The Kansas City Star, editorializing about the president's threat to veto the stem cell bill passed by the House, described human embryos as the "excess products of fertility procedures." The Los Angeles Times, contemptuous of the president's ethical misgivings, declared: "It's not a choice between a human life and an embryo's life. It's a choice between real human lives and a symbolic statement about the value of an embryo."

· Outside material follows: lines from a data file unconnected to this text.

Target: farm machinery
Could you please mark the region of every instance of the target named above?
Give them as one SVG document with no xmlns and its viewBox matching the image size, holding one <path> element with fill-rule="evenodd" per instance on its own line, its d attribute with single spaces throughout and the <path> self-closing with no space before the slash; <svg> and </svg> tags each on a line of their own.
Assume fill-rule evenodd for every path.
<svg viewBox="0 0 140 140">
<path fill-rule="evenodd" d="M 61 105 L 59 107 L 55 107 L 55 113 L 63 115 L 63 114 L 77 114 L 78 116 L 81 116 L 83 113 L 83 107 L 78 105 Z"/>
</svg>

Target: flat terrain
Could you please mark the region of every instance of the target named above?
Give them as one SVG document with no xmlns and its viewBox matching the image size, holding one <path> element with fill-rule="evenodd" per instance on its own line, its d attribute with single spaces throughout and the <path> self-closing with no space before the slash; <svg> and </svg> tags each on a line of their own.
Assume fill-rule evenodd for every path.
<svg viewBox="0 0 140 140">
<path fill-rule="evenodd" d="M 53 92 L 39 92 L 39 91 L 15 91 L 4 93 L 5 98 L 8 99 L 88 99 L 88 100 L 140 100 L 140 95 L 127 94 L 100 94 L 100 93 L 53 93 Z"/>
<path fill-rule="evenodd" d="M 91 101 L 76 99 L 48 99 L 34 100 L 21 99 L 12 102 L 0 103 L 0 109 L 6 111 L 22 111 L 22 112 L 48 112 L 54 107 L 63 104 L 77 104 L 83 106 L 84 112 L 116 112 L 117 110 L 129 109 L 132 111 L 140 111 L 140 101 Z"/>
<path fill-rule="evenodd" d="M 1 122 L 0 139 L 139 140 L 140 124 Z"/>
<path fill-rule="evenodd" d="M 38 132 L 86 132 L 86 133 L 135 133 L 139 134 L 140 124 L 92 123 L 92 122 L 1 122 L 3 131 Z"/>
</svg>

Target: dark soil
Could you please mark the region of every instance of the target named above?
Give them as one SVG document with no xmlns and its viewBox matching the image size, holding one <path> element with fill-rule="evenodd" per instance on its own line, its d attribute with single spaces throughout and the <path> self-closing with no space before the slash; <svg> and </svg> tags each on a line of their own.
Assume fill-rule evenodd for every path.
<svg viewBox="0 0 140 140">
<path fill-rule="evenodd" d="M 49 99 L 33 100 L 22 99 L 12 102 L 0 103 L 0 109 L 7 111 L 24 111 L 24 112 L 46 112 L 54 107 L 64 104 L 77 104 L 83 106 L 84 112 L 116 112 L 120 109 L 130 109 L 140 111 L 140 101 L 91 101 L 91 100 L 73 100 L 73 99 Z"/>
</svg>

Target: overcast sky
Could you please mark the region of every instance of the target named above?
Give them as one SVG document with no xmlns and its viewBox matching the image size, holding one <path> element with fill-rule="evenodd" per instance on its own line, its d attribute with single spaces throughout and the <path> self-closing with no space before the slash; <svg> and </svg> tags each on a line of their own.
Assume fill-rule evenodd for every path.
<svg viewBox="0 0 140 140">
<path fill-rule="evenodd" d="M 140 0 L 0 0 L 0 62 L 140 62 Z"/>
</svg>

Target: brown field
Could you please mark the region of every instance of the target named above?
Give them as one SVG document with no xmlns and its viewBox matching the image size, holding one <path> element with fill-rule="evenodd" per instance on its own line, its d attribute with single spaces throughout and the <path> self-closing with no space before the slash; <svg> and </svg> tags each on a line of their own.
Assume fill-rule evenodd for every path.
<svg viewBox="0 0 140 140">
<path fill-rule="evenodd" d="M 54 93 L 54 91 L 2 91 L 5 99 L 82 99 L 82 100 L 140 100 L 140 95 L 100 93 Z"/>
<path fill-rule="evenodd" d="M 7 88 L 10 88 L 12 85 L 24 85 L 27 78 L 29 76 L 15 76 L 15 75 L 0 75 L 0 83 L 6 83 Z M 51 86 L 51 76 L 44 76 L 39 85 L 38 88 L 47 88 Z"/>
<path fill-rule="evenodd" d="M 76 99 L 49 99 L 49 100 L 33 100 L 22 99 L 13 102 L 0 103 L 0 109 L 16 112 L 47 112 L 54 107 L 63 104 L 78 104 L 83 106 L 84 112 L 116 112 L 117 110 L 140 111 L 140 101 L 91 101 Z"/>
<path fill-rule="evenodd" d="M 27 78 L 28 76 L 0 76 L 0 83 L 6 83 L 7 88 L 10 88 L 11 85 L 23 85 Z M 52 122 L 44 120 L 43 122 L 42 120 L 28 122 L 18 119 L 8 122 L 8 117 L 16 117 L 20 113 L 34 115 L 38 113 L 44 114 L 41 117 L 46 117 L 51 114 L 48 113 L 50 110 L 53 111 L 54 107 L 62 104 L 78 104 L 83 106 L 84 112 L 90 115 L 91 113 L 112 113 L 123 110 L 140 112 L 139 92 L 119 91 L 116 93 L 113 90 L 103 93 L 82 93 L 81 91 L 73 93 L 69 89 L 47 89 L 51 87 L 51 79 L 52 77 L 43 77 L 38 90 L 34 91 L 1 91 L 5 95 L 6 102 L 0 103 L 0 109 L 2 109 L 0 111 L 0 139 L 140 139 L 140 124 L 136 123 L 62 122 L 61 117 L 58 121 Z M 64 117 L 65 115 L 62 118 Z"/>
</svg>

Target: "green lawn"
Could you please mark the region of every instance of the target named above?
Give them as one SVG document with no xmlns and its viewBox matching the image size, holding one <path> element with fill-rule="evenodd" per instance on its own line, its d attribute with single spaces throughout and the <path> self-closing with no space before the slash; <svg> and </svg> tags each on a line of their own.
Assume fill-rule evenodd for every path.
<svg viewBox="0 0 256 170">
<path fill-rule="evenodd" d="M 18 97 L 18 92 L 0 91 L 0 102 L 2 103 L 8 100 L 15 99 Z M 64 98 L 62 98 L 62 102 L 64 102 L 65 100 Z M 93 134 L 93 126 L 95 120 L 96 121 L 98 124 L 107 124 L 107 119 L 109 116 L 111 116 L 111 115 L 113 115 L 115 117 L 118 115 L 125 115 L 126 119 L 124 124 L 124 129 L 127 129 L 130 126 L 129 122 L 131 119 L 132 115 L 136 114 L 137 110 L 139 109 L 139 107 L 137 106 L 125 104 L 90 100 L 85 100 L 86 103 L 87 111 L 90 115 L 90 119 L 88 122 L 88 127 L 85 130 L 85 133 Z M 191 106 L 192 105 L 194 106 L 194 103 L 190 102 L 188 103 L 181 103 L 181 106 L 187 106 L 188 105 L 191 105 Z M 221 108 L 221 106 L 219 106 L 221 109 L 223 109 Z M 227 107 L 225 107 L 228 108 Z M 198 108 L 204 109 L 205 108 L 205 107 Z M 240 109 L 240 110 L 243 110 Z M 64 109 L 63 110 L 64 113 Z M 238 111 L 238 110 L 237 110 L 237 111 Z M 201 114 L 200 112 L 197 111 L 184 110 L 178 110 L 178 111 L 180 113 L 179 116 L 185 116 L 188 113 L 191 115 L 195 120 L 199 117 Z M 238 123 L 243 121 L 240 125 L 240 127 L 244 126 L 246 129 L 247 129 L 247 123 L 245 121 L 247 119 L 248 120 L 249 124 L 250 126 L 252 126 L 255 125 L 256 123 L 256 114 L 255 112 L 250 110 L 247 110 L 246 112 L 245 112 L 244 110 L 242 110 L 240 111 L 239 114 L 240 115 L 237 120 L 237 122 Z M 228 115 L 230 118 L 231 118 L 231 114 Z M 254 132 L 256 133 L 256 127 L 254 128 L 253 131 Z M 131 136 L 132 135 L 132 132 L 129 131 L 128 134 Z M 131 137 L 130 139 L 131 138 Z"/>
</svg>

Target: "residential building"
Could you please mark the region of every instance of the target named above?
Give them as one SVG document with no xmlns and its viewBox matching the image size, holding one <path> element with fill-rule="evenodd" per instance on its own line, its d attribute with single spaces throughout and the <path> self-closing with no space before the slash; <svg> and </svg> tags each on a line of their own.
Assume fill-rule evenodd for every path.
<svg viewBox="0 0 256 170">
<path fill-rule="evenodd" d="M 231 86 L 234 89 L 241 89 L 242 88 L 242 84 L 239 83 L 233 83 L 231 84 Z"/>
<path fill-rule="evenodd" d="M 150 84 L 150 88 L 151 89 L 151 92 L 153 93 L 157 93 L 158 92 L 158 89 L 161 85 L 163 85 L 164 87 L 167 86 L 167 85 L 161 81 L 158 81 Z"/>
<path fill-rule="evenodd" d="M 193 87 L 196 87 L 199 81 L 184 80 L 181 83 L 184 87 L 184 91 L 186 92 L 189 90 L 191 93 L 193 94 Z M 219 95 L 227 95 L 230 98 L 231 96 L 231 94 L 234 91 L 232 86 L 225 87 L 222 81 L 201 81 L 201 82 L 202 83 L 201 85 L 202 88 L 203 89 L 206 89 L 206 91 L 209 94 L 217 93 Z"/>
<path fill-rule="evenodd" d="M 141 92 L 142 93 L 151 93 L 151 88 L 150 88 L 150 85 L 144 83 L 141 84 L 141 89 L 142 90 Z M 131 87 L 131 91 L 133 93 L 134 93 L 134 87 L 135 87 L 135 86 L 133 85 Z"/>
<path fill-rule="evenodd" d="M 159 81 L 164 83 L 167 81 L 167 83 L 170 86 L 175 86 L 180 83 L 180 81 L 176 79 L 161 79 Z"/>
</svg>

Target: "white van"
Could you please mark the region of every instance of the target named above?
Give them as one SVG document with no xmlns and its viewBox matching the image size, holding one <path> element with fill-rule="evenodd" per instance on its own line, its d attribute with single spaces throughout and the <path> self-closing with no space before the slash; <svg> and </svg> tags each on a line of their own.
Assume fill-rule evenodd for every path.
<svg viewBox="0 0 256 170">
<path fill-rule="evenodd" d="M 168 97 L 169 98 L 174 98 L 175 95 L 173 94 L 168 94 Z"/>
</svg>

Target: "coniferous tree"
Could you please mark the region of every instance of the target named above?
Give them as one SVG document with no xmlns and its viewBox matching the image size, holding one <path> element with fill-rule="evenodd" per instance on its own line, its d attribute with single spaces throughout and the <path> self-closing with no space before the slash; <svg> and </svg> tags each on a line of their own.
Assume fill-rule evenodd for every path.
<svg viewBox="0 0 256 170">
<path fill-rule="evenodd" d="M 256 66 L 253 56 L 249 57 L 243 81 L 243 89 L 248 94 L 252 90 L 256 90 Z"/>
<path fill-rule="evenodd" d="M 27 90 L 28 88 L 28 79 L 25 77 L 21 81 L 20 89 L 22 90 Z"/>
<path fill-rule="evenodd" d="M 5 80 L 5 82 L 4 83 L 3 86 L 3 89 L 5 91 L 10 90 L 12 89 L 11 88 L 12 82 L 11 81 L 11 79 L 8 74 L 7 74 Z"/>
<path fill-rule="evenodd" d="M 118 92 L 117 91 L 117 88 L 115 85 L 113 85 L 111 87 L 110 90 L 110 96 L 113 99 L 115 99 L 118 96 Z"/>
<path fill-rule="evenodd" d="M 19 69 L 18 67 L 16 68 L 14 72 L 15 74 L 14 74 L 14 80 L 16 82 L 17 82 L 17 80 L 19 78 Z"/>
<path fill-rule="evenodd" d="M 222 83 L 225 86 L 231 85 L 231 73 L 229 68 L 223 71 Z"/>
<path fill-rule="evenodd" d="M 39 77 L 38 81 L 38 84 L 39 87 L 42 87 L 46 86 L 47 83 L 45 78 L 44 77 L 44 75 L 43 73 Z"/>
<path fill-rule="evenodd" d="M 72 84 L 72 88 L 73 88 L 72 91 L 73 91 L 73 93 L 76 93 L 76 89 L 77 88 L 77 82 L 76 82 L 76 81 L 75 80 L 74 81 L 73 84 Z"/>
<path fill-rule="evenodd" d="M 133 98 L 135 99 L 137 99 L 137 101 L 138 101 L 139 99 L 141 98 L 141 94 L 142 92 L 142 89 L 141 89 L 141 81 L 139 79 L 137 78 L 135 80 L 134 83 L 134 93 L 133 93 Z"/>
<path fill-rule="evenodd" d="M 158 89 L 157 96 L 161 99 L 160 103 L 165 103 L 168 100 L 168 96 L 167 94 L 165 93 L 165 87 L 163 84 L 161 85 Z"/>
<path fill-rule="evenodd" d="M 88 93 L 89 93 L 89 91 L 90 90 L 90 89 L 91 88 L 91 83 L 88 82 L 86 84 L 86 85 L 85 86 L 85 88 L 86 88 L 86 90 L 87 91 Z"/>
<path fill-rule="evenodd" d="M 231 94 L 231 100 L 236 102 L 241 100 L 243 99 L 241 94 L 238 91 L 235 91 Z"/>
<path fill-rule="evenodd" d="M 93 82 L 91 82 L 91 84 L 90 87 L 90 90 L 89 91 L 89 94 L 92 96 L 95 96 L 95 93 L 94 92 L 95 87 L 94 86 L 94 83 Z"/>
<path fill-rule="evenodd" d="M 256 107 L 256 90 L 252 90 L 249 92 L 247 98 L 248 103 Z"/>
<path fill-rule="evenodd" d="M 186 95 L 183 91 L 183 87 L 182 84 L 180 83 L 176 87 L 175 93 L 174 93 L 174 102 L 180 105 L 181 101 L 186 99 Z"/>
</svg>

The New York Times and others object that majorities in public opinion polls support this research. Is that how we should evaluate moral claims? Majorities also support the judges Bush has nominated, and yet the Times has gone gooey for the "rights" of minority senators and the sanctity of the filibuster.
Critics of the president's position frequently charge that Bush is influenced by religious belief and that, therefore, his objections to stem cell research are illegitimate. The New York Times is the master of this argument. In an editorial titled "The President's Stem Cell Theology," the paper asserts that "his actions are based on strong religious beliefs on the part of some conservative Christians, and presumably the president himself. Such convictions deserve respect, but it is wrong to impose them on this pluralistic nation."
Let's have a show of hands: Who thinks the New York Times would object to a president who, say, endorsed unrestricted immigration on moral grounds? Would the Times chide such a president for imposing his private religious sentiments on "this pluralistic nation"? Hardly.
It isn't moral reasoning the Times and other liberal organs dislike, it is moral reasoning that threatens to pinch. Advocates of unlimited stem cell research believe or hope that this science will bring early cures to diseases like diabetes and Parkinson's. Everyone hopes for such breakthroughs -- though level-headed scientists caution against overly optimistic expectations from this line of inquiry. Yet morally serious people cannot focus only on the imagined cures and ignore the hard facts about destroying or cloning human embryos.
The suggestion, repeated so often in the press, that only conservative Christians oppose stem cell research, is simply false. One influential voice against the practice belongs to William Kristol. As editor of The Weekly Standard, he has offered moral objections to stem cell research, euthanasia, abortion and other assaults on the sanctity of life. Kristol is Jewish, but his arguments are couched in non-sectarian -- indeed, in non-religious -- terms.